Elajsolan acknowledged that students may not be paying fees as they need to work to support their parents who have been financially affected by the pandemic.
“These factors have greatly affected the cashflow of the institutions for more than a year now.
“Sadly, there is no stimulus package allocation for the private education sector,” he said.
Echoing the sentiment, Malaysian Association of Private Colleges and Universities president Datuk Dr Parmjit Singh said while visa approvals have improved and students have come and undergone the quarantine process, the enrolment numbers have fallen.

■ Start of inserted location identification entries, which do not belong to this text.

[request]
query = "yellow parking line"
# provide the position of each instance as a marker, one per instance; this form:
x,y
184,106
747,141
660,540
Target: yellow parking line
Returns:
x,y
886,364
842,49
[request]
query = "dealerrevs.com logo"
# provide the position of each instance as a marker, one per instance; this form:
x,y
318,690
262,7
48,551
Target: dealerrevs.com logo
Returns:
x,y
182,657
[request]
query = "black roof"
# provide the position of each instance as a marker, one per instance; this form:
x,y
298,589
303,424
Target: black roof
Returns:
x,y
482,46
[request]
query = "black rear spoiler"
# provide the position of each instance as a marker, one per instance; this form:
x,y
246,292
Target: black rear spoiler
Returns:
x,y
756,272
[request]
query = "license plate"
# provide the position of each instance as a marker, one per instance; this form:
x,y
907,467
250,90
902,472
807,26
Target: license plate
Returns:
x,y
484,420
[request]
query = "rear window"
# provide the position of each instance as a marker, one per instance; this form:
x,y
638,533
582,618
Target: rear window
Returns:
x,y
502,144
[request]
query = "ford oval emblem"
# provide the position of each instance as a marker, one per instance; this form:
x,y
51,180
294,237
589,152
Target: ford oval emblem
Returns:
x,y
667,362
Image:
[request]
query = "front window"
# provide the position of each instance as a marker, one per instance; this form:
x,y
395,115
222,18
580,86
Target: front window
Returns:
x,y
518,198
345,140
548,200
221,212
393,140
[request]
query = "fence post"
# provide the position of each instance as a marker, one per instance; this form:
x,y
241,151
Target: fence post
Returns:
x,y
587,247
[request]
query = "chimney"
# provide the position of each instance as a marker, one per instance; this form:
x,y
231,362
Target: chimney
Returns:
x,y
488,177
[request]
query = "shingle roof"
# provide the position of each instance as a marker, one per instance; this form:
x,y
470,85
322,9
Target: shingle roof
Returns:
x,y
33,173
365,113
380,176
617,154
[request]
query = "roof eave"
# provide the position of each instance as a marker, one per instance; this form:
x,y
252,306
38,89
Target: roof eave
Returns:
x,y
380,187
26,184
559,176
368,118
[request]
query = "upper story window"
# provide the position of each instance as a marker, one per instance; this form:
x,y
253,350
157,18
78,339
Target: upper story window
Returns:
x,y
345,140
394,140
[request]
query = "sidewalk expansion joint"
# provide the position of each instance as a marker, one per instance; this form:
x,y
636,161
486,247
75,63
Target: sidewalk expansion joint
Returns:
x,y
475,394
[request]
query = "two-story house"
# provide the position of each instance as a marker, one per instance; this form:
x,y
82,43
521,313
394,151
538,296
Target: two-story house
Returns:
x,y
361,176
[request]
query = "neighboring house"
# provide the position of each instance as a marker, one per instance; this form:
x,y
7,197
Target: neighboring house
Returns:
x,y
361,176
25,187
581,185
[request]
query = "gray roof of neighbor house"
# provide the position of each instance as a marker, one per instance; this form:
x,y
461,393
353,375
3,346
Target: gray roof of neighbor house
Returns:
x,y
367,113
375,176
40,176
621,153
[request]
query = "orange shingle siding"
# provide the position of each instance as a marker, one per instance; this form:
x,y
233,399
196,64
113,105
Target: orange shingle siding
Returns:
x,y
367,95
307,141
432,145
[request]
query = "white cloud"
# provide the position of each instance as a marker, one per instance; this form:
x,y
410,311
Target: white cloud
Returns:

“Before Covid-19, 30,000 foreign students registered with PHEIs annually, which was 30% to 40% of the total enrolment but now, the number has dropped between 20% and 30%, while local student enrolment has also decreased between 10% and 20%,” he said.
Malaysia University of Science and Technology professor Dr Geoffrey Williams said the uncertain operating environment goes beyond the concerns of financial restraints.
Williams, who is also the director of Williams Business Consultancy Sdn Bhd, said the quality of education will decline, while job losses and informalisation of academic employment will increase.
Sessional or hourly staff have increased, part-time staff have been converted to hourly paid staff and full-time staff have been moved to part-time. Meanwhile, foreign staff, in particular, have been laid-off.
“Hourly rates for sessional staff have also been cut and I have heard of cases where faculty members are being offered RM60 per hour instead of the RM120 standard rate,” he told TMR.
This has led to many lecturers, including those with Doctor of Philosophy qualification, to take up part-time tutoring jobs even for high school level.
Williams noted that there have been news about international franchise universities being sold, which is a warning sign of real problems brewing within the industry.
With Covid-19 cases in Malaysia increasing, the question remains on when and if campuses will be reopened, and whether there will be any new intake in the coming year.
“Just when we thought that we were out of the woods, we got another lockdown. This is very challenging for revenues and longer-term planning and worsens the financial impact,” Williams said.
He added that it was forecast that international student enrolment might fall by 50% this year and since many are graduating and going home, the total enrolment will continue on a downward trend.
“This may be permanent because of the fast-changing online environment,” he concluded.